Wednesday, September 21, 2016

A moment for Mama

The first night with my first baby I was in for a shock.  Somehow it didn't occur to me that the sleep-deprivation would start immediately - and on this particular night I had just given birth!  After 24-hours of contractions, culminating in pushing a baby out of myself, I had never felt more in need of a good night's sleep in my life - the same night that I would discover that a good night's sleep was no longer available to me.  Frankly, I was horrified.

Obviously I had to suck it up and get over my horror pretty swiftly, but a couple of weeks ago it occurred to me how much the past three years of my life have been an ongoing, extended version of the same phenomenon.  The phenomenon of being more deserving of self-indulgence than ever before, whilst being - for the first time in my privileged life - largely incapable of self-indulgence.
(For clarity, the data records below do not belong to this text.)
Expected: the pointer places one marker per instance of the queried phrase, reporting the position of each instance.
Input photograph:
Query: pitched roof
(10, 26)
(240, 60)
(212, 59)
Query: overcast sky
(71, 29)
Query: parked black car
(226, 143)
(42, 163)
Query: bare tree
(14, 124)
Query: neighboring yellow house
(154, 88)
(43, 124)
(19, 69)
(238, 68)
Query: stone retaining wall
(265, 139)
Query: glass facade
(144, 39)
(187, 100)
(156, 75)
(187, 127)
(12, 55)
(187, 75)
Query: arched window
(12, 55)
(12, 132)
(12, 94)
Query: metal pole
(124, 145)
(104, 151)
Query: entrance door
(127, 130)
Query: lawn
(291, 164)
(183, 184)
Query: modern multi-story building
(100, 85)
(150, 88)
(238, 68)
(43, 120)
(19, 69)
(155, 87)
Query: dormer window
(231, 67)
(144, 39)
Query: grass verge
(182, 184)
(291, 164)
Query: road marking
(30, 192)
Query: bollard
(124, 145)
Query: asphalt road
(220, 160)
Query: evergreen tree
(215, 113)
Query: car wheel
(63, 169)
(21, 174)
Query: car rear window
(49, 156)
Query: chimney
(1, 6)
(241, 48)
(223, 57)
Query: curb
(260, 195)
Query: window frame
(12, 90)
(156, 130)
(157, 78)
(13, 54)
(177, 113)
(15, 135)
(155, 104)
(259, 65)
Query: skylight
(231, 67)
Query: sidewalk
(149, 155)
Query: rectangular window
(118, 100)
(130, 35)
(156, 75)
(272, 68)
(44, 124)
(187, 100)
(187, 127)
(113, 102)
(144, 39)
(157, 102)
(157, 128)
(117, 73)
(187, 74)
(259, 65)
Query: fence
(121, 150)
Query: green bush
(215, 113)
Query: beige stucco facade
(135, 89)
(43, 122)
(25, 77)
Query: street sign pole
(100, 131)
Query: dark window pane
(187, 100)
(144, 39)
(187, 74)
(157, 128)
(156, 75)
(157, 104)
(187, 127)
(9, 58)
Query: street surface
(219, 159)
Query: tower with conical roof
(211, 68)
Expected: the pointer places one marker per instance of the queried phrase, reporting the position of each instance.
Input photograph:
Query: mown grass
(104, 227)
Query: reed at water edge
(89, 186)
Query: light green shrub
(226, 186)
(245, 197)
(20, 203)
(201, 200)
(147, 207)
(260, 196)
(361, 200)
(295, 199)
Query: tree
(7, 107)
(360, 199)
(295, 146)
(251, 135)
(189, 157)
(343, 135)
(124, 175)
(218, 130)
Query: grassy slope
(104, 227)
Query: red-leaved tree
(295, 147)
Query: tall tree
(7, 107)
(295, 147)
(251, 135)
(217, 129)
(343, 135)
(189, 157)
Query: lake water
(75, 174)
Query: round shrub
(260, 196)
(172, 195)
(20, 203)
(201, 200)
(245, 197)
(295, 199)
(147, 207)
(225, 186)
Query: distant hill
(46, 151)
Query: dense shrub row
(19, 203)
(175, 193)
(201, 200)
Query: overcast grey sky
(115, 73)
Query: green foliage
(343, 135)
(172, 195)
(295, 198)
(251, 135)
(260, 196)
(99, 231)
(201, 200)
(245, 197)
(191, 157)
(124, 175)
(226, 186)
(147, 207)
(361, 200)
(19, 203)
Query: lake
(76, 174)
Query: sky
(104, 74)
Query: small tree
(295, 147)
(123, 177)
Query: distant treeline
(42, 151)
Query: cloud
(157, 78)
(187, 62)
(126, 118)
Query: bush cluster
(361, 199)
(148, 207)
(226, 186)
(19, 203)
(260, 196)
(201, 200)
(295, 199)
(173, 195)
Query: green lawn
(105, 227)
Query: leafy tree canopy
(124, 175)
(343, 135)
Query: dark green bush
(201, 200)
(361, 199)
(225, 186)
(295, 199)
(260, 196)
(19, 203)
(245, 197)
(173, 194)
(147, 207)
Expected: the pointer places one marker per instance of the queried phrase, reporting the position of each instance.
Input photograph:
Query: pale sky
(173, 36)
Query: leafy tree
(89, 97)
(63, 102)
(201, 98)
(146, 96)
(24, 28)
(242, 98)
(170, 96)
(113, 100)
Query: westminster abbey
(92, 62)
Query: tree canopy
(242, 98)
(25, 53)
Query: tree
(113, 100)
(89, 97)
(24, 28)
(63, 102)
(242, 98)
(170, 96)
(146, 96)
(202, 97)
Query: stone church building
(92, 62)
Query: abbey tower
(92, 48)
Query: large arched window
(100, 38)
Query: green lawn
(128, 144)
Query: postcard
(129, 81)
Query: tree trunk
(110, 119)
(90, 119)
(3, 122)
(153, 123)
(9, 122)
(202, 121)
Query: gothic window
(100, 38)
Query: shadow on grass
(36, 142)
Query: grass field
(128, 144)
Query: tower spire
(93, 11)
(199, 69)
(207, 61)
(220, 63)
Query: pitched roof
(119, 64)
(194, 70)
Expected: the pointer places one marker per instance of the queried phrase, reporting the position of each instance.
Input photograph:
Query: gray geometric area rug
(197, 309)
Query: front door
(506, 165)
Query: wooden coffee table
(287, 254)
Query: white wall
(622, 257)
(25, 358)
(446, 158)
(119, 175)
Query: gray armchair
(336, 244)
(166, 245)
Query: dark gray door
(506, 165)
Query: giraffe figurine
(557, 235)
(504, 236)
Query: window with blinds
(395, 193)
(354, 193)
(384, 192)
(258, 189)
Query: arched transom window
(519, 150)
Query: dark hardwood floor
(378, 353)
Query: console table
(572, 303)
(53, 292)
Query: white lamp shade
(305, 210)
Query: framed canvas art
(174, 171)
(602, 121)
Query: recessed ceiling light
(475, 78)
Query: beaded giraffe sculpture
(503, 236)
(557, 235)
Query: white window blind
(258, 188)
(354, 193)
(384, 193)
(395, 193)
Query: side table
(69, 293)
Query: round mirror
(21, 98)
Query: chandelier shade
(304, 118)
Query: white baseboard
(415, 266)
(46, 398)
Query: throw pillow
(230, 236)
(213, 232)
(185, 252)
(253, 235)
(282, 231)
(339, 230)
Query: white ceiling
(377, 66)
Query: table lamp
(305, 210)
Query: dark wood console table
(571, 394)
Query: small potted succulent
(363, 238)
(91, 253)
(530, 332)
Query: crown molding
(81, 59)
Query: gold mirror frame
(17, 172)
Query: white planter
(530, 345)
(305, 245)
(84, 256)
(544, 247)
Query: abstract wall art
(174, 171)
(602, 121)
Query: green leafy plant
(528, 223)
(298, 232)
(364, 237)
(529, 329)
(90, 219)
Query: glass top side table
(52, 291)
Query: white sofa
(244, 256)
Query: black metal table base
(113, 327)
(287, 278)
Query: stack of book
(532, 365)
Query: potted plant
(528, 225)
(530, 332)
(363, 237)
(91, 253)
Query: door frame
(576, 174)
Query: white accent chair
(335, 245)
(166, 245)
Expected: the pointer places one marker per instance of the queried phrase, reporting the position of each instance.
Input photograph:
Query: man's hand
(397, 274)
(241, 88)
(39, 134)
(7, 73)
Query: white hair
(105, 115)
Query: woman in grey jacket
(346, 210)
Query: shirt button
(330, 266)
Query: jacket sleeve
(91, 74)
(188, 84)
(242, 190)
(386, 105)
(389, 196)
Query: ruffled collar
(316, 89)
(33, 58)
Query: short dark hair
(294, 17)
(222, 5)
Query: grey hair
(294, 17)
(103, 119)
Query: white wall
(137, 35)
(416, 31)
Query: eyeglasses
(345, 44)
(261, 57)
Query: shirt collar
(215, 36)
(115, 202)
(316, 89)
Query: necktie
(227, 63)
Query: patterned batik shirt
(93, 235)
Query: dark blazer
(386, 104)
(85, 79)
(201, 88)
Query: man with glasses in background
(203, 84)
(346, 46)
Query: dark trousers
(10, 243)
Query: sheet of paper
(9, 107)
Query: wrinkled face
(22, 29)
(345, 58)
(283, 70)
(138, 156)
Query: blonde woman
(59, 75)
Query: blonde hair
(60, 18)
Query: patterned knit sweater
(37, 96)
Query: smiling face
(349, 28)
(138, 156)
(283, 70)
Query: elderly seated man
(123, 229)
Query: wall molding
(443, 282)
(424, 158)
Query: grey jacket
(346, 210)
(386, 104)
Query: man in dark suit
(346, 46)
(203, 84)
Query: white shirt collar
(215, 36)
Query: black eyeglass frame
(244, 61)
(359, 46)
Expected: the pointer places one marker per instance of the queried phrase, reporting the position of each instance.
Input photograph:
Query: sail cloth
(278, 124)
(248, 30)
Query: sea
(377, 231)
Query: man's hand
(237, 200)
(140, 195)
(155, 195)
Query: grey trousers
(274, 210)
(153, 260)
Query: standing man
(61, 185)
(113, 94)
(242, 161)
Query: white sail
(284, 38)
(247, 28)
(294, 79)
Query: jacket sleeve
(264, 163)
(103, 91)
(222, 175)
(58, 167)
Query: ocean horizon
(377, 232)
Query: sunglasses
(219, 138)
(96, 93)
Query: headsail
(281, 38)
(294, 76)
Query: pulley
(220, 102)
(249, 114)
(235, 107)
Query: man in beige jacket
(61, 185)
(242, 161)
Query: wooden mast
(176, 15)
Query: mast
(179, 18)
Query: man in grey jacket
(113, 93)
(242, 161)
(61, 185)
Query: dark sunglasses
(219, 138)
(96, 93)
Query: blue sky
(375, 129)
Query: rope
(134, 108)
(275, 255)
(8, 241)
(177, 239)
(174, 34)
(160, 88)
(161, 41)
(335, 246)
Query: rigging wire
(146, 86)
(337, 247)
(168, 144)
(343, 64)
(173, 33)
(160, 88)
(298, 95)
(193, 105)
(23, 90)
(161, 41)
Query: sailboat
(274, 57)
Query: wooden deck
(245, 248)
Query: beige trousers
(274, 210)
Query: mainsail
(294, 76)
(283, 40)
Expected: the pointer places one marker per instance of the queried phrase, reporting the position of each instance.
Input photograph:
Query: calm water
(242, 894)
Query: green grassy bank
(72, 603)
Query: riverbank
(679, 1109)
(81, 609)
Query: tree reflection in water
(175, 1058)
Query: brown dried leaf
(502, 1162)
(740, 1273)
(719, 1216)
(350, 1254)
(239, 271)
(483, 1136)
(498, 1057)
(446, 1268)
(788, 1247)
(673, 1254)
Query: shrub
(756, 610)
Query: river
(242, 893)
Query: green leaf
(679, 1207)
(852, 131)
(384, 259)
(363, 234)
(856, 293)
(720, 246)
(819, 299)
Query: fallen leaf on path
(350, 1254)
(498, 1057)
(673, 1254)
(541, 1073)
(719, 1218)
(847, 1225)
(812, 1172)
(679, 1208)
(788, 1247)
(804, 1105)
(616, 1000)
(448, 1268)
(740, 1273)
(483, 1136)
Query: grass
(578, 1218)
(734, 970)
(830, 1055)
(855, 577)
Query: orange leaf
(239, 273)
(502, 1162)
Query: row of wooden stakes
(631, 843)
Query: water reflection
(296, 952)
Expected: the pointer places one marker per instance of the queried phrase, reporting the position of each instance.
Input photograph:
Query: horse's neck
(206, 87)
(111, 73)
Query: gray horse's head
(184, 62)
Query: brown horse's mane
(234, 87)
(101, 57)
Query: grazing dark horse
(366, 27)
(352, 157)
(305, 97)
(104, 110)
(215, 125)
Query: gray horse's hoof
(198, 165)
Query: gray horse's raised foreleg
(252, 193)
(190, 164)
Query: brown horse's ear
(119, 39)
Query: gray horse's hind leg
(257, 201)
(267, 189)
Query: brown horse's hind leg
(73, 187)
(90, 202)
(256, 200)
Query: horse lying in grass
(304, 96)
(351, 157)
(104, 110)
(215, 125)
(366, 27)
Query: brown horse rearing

I was prepared for the one-way relationship with my actual child; that I would be giving, and not taking, the care and the love.  But I didn't quite factor into the equation the fact that I would also have less time and energy to give to myself (I didn't know how much I used to give to myself!), nor the extra burdens I would face as an individual.  What I noticed recently, is that even outside of the actual caring for and raising of my children, I've been through a lot.

The statistics.  In the past less-than-four years I have survived:

- 18 months of pregnancy
- 41 hours of labour
- 2 births
- 7 months of breast-feeding (aka having-the-life-literally-sucked-out-of-me)
- 25 months of alcohol deprivation
- 10 kilograms weight lost (not including babies)
- 20 kilograms weight gained (not including babies)
- 187 visits to medical professionals (I'm not actually going to do the sums... it might be more!)
- 2 courses of combined-hormone contraceptive pill, 1 course of progesterone-only implant, 1 course of pill overlapping with implant
- 1 year on anti-depressants
- 1 month coming off anti-depressants
- 75 meetings with mortgage broker, real estate agent and tradesmen (again, I'm really not doing those sums)
- 1 mortgage acquired
- 1 house painted
- 2 house moves
- 1 paid, professional job maintained
- 3 years of not having a really proper night's sleep (and I'm a lucky bitch with two mostly-sleeping-throgh-the-night babies)

I am being flippant, publishing "the stats" (as well as putting out a blatant call for awed sympathy).  The fact is, it's been a tough time.  It's been a tough time on top of looking after two babies, now toddlers.  It's been a tough time that I haven't had a break from, and that I've largely had to ignore in the face of my babies' greater needs.

I'm not a martyr, the kind of mother who gives her entire self to her children then blames them when she is drained; I'm a feminist, and an unapologtic selfish creature - I look after my own needs.  But between the physical work of being a parent, the emotional journey it itself takes me on, and perhaps hardest of all - for an emotive character such as myself - the strain of managing (which sometimes means hiding) my private emotions for the sake of my children, it has occurred, largely beyond my notice, that I have suffered in silence.

Just occasionally I get a reminder of the trials.  This post came about because while I was suffering a few withdrawal symptoms from my meds, it occurred to me that pre-child me would have been feeling quite sorry for myself, and expecting the world to give me a bit of a break from being a fully together adult.  Pre-children the trialling-not-taking-anti-depressants situation would have been enough, on it's own, for me to ask for sympathy.  But in my current life I barely even get a chance to contemplate my problems, let alone deal with them.

Don't go getting worried about me, though.  Yes, it's been tough.  And yes, I've had to put myself second to my children (not last, I come second... sorry husband!  Not sorry friends / family / employer / world.)  But the scariest thing is that it's okay - I can do it.  It turns out, these beautiful children don't just take, they do give.  They have, just be being so god-damn loveable, given me strength.  They have, simply by existing, made their mother a better person.  Which is just as well - I fucking need to be.